Records exist for the use of hemp in the UK in WWI, however, it was soon outlawed in 1928, while during WWII, an order placed for it to be imported from the US went unfulfilled after it was mistakenly grouped with the psychoactive varieties of the Cannabis plant.

The American Marijuana Tax Act in 1937 dissuaded farmers from cultivating the plant. Following the end of the war, further prohibition occurred. Hemp was commonly confused with its psychoactive cousin and was often vilified in the media and in politics. Then, as the ‘war on drugs’ was started by President Nixon, hemp was outlawed in 1971 in the USA.

Since then, hemp has been re-legalised in the UK in 1993. It is still only legal in a handful of states in the USA despite the popularity of the industry in Canada. In many European nations, small markets for hemp do still exist. Hemp can and is still used for a number of things today, including paper, food, textiles, and cosmetics.

CBD

GW Pharma have created the first FDA approved drug, CBD, which has been created from extracts of cannabis. CBD, also known as cannabidiol,  is somewhat of a buzzword these days. Many people are using it to help with things like chronic pain in the form of oils, tinctures, vape liquid, and even gummies. It’s likely you even know somebody who is using or has used CBD, and has benefited from it in some way. There are different dosages and strengths to consider so that use can be for general health all the way up to chronic pain relief.
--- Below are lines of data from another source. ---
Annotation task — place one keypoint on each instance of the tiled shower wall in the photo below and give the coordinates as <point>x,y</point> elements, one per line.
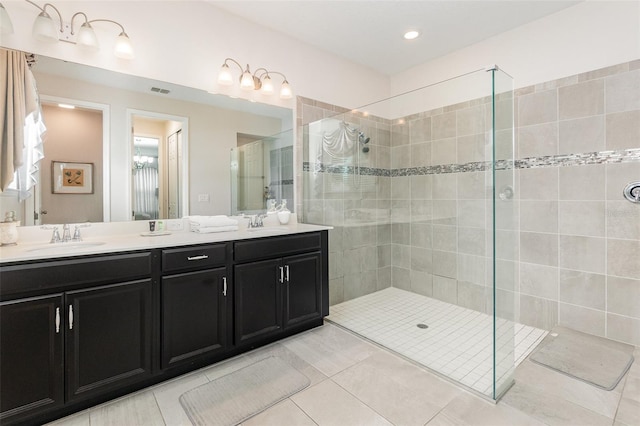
<point>577,255</point>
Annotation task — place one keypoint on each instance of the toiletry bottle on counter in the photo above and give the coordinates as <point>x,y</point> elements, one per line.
<point>9,229</point>
<point>283,213</point>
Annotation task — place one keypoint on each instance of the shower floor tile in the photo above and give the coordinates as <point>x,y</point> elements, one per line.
<point>457,343</point>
GW Pharma created their drug to treat conditions such as epileptic syndromes, Dravet syndrome and Lennox-Gastaut syndrome.
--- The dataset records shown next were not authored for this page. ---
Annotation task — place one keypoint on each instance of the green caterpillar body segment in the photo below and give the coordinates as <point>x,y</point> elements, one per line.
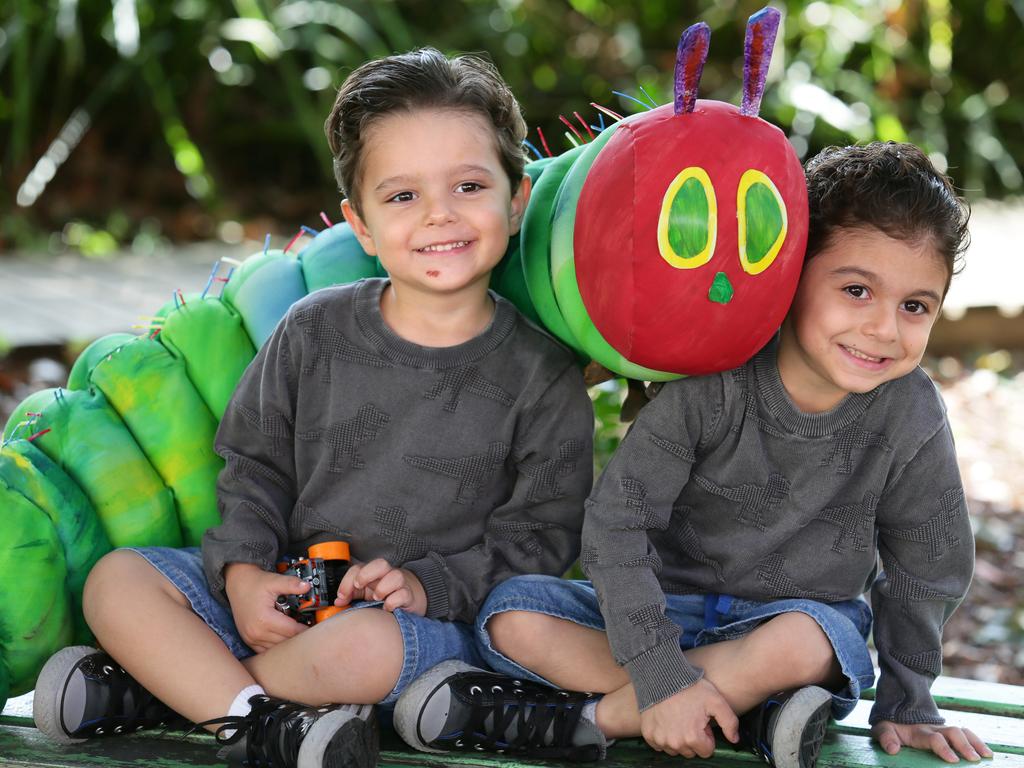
<point>89,441</point>
<point>335,257</point>
<point>104,345</point>
<point>152,393</point>
<point>262,289</point>
<point>35,622</point>
<point>27,470</point>
<point>207,335</point>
While some may still be dubious about CBD and its uses, it’s worth noting that hemp is an all natural plant and has had numerous uses over the years. It has been grown all over the world for thousands of years and was once one of the most valuable commodities in the world.

The Negative Elements Of Cannabis

Now, although hemp is very different from the psychoactive cannabis, it’s worth touching on some of the negative elements of cannabis. Consuming too much cannabis can be correlated with a number of issues, including blockages in memory formation, and balance and coordination. Driving or operating machinery after taking cannabis is illegal for good reason. Consuming cannabis has also been linked with an increased risk of depression, increased feelings of anxiety and paranoia, and even psychosis. If cannabis is not used sensibly or by the right candidate, it could result in numerous mental health issues and even dependency. It could potentially make existing mental health issues worse.
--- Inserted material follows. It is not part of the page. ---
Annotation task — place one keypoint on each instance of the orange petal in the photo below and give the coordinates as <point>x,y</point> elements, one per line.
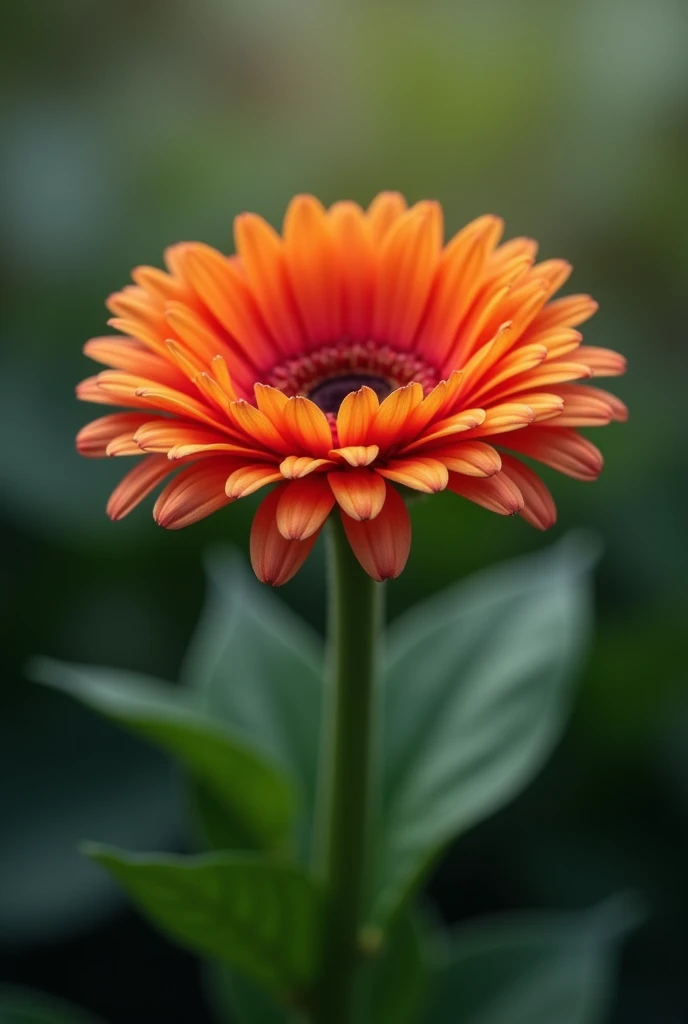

That being said, if legalised and controlled, cannabis could potentially become a benefit to social social and the economic society. When used by the appropriate candidate in suitable amounts, cannabis can help us to feel good, control seizures, treat pain and disease, and more.

Many people swear by this plant as a natural way to treat their ailments, create cosmetics, and assist them in other areas of daily life!